Maguindanao is a backward province that is the second-poorest in the country, according to government statistics. It also has one of the highest population growth rates, the lowest literacy rates, and highest infant-mortality rates. With 63 percent of its people living on less than a dollar a day, Maguindanao is third in a list of provinces with the worst quality of life in the country, according to the 2009 Philippine Human Development Report prepared by the UN Development Program.
Mainly agricultural, it has no industry to speak of. What it has, however, is a rich voting population — more than 470,000 voters this year out of more than a million residents (2006 population estimate) — that the Ampatuans have exploited to ingratiate themselves to whoever is in power in Manila, as happened in the past two elections, when the administration thoroughly dominated the elections. In the 2007 elections, for instance, the administration’s senatorial candidates all won in Maguindanao. This has been called a fraud at worst, a statistical anomaly at best.
As a result, according to experts, politics became the local industry, with the whole political culture, even the economy, revolving around it. The rulers of the province rely on the patronage of Manila politicians; in turn, they live off their share of national taxes, called Internal Revenue Allotments, doled out by the Manila government.
This system has, according to Francisco Lara, an expert at the Development Studies Institute of the London School of Economics, given rise to a class of ‘‘ruthless political entrepreneurs’’ in the Philippines. In many areas, Lara said, the money allows local politicians to entrench themselves; many then engage in lucrative illegal activities such as drug trafficking, gambling, kidnapping, gunrunning and smuggling.

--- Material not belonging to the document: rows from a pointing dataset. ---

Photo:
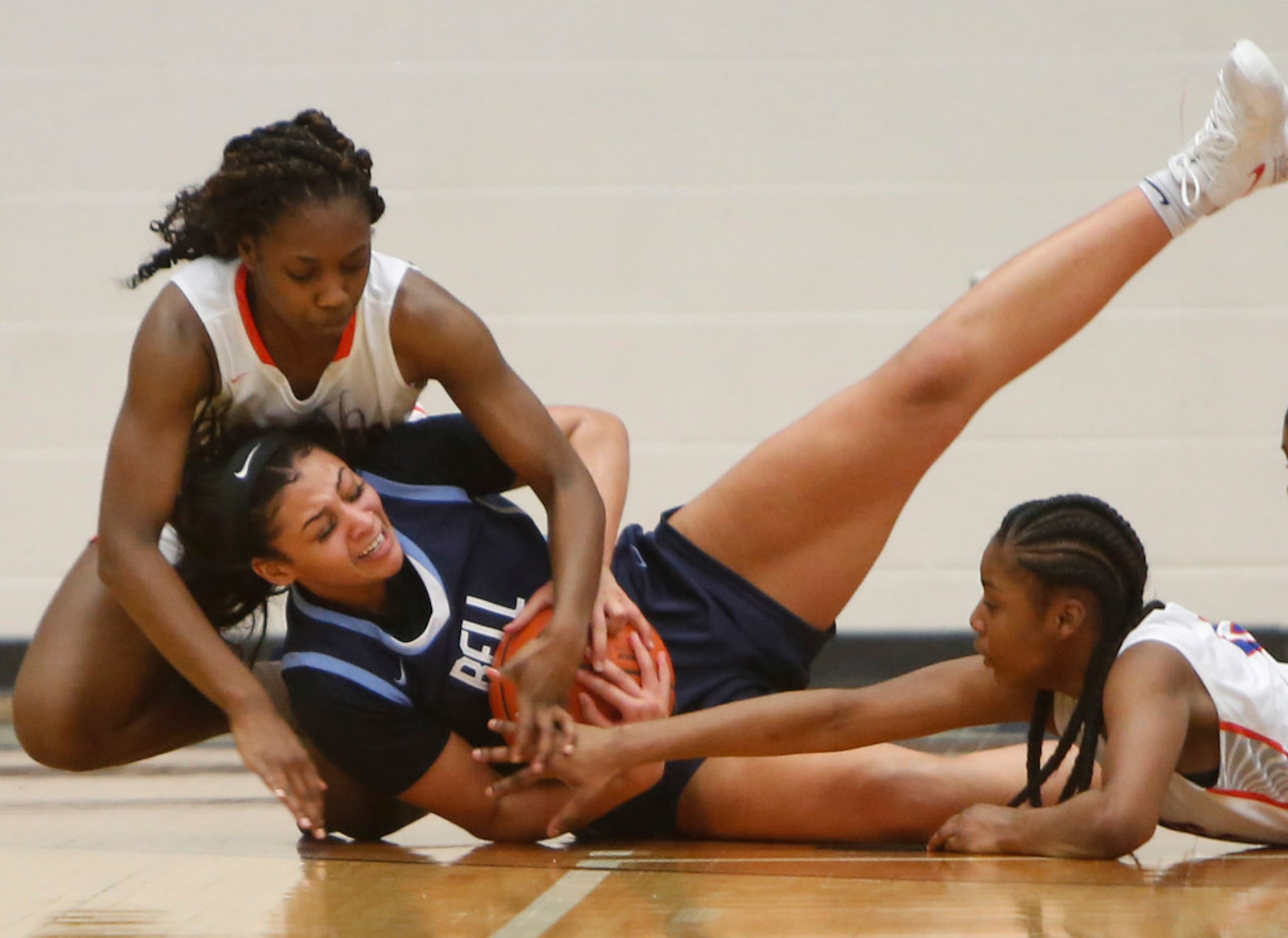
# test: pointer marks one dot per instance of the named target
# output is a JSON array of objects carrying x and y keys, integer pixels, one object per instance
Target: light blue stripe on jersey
[
  {"x": 440, "y": 606},
  {"x": 410, "y": 492},
  {"x": 402, "y": 490},
  {"x": 343, "y": 669}
]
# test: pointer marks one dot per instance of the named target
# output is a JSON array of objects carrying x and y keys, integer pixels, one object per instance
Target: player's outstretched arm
[
  {"x": 170, "y": 374},
  {"x": 436, "y": 337},
  {"x": 1148, "y": 708},
  {"x": 944, "y": 696}
]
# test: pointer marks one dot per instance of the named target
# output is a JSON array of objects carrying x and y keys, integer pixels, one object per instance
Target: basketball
[{"x": 504, "y": 696}]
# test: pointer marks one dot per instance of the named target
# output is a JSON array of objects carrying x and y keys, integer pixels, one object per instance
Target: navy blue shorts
[{"x": 728, "y": 641}]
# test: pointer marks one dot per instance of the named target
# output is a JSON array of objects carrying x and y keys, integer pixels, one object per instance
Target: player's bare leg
[{"x": 875, "y": 794}]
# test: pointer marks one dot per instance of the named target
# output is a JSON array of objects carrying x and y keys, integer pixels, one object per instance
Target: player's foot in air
[{"x": 1242, "y": 146}]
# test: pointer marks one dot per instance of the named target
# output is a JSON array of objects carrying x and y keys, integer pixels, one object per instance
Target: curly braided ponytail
[
  {"x": 263, "y": 174},
  {"x": 1076, "y": 540}
]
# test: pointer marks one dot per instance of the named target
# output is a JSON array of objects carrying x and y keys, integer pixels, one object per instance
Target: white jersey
[
  {"x": 1250, "y": 688},
  {"x": 362, "y": 378}
]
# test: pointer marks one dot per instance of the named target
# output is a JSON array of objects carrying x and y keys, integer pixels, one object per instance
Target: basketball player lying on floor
[
  {"x": 1196, "y": 713},
  {"x": 398, "y": 588}
]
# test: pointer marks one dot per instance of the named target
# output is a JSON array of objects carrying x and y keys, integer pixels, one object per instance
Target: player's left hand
[
  {"x": 647, "y": 700},
  {"x": 979, "y": 829}
]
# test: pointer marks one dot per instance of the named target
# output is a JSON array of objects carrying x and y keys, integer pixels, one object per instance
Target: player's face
[
  {"x": 334, "y": 535},
  {"x": 308, "y": 271},
  {"x": 1012, "y": 623},
  {"x": 1285, "y": 443}
]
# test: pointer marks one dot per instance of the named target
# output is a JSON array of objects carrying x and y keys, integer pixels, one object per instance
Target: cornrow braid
[
  {"x": 1076, "y": 540},
  {"x": 263, "y": 173}
]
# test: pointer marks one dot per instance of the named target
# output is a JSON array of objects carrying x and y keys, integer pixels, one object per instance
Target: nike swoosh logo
[
  {"x": 1161, "y": 194},
  {"x": 241, "y": 473}
]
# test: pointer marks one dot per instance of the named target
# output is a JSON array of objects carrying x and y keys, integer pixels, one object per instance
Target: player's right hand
[{"x": 272, "y": 750}]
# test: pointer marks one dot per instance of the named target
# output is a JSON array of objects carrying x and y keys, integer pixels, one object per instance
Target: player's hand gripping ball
[{"x": 504, "y": 696}]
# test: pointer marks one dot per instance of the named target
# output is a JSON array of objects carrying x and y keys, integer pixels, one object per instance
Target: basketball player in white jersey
[
  {"x": 284, "y": 311},
  {"x": 1191, "y": 717}
]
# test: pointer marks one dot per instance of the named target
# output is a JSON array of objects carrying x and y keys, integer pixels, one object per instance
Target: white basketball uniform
[
  {"x": 1250, "y": 688},
  {"x": 362, "y": 378}
]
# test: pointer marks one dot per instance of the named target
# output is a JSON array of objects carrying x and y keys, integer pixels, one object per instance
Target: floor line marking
[{"x": 553, "y": 905}]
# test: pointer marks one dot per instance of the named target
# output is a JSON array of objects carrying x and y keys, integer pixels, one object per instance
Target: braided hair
[
  {"x": 226, "y": 512},
  {"x": 263, "y": 173},
  {"x": 1076, "y": 540}
]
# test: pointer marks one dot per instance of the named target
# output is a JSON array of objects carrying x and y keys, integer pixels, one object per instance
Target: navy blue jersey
[{"x": 382, "y": 701}]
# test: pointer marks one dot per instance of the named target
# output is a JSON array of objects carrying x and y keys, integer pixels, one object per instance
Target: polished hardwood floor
[{"x": 190, "y": 844}]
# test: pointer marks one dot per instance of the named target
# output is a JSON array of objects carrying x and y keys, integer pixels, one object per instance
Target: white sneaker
[{"x": 1242, "y": 146}]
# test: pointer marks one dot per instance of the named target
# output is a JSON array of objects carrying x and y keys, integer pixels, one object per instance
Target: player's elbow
[{"x": 1116, "y": 834}]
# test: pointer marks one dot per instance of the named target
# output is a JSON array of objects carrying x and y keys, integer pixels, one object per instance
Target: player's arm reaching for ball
[
  {"x": 944, "y": 696},
  {"x": 170, "y": 374},
  {"x": 460, "y": 789},
  {"x": 601, "y": 441},
  {"x": 436, "y": 337}
]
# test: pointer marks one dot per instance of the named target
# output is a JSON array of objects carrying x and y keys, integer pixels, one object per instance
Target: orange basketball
[{"x": 504, "y": 696}]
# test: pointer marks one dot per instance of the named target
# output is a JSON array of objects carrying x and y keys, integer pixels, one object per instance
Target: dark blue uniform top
[{"x": 380, "y": 696}]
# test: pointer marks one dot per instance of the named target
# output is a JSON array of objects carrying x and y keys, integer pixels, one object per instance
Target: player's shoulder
[{"x": 173, "y": 323}]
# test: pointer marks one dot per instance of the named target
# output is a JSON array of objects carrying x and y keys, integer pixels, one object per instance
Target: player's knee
[
  {"x": 369, "y": 819},
  {"x": 905, "y": 797},
  {"x": 54, "y": 731}
]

“Political office has become more attractive due to the billions of pesos in IRA remittances that electoral victory provides,” Lara said, referring to the international revenue allotment, or the share of local governments from national taxes. “The ‘winner-takes-all’ nature of local electoral struggles in Muslim Mindanao also means that competition is costlier and bloodier.”
Aside from the money from national taxes, Maguindanao has likewise benefited from foreign fund donors or so-called official development assistance (ODA) coming from such countries as the US, Canada, Australia and Japan. Between 2001 and 2008, according to this report, the US alone poured in $345 million in loans and grants to the whole of Mindanao, particularly the autonomous region that includes Maguindanao and where Zaldy Ampatuan, one of the sons of Maguindanao Governor Andal Ampatuan Sr., is governor.

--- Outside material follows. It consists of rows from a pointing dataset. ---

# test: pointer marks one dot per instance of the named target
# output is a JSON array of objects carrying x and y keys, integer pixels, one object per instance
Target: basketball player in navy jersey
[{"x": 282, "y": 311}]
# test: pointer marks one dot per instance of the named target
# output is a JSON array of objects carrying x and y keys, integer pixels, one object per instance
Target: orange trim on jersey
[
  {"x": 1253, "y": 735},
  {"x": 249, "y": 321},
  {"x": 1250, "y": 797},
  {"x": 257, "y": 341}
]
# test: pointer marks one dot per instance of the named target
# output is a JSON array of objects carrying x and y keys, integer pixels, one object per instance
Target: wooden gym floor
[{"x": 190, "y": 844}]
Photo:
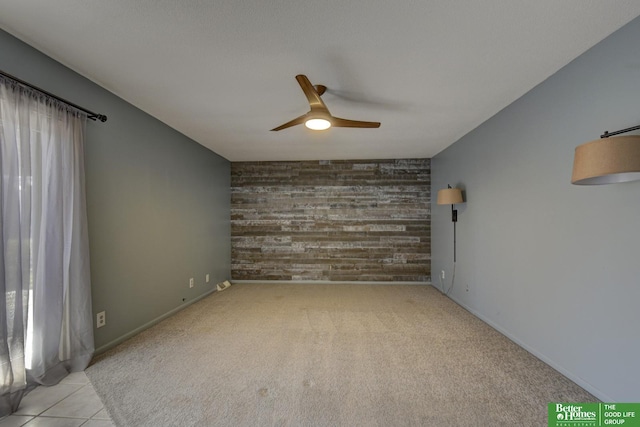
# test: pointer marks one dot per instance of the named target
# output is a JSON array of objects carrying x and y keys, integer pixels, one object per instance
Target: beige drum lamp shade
[
  {"x": 450, "y": 196},
  {"x": 606, "y": 161}
]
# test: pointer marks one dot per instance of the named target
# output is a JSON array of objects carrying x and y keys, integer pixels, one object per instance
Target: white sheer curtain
[{"x": 45, "y": 290}]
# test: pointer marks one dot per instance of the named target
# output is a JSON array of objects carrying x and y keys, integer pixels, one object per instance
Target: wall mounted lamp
[
  {"x": 451, "y": 196},
  {"x": 608, "y": 160}
]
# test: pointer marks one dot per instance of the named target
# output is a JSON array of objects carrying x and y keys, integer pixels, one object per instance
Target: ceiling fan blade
[
  {"x": 312, "y": 95},
  {"x": 344, "y": 123},
  {"x": 296, "y": 121}
]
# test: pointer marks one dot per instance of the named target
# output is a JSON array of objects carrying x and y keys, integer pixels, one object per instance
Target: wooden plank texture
[{"x": 348, "y": 220}]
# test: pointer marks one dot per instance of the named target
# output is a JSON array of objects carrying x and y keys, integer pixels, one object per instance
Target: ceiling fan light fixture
[{"x": 317, "y": 124}]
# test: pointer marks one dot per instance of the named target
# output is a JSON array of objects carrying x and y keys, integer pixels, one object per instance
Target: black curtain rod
[{"x": 90, "y": 114}]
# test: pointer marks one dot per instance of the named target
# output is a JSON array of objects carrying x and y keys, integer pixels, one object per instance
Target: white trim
[
  {"x": 123, "y": 338},
  {"x": 326, "y": 282}
]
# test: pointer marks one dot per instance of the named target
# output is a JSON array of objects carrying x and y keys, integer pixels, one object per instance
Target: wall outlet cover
[{"x": 224, "y": 285}]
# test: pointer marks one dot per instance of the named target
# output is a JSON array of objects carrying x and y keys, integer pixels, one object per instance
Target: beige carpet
[{"x": 326, "y": 355}]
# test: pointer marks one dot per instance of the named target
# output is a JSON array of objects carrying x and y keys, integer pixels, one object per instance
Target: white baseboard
[
  {"x": 149, "y": 324},
  {"x": 328, "y": 282}
]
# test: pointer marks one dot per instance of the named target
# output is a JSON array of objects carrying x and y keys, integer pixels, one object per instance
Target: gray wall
[
  {"x": 350, "y": 220},
  {"x": 556, "y": 267},
  {"x": 158, "y": 203}
]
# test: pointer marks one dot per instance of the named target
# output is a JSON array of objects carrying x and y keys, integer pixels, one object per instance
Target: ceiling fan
[{"x": 319, "y": 117}]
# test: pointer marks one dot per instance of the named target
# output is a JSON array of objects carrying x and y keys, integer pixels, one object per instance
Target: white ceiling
[{"x": 223, "y": 72}]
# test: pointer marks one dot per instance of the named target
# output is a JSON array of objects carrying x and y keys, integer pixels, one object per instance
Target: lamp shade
[
  {"x": 607, "y": 161},
  {"x": 449, "y": 196}
]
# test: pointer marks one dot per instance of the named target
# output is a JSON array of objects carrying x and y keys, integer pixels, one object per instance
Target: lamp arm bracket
[{"x": 607, "y": 134}]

According to figures from the Department of Budget and Management and the Commission on Audit, Maguindanao’s overall income in 2008 was P541 million, P540 million of which came from national taxes. Most of these funds went to personal and operating expenses, which are usual sources of corruption and patronage in the Philippine bureaucracy.
The Commission on Audit’s annual reports on Maguindanao have always highlighted deficiencies in the province’s finances. In its 2008 audit report, the commission found that it could not ascertain the validity of the provincial government’s claim that the province had more than P107 million deposited in banks. The COA also could not verify the existence of properties and assets worth P345 million that the province said it had.
Also, in the same report, the province listed an income from taxes of a little over P204,000 for the whole 2008. That is incredibly low even for a town, let alone a whole province.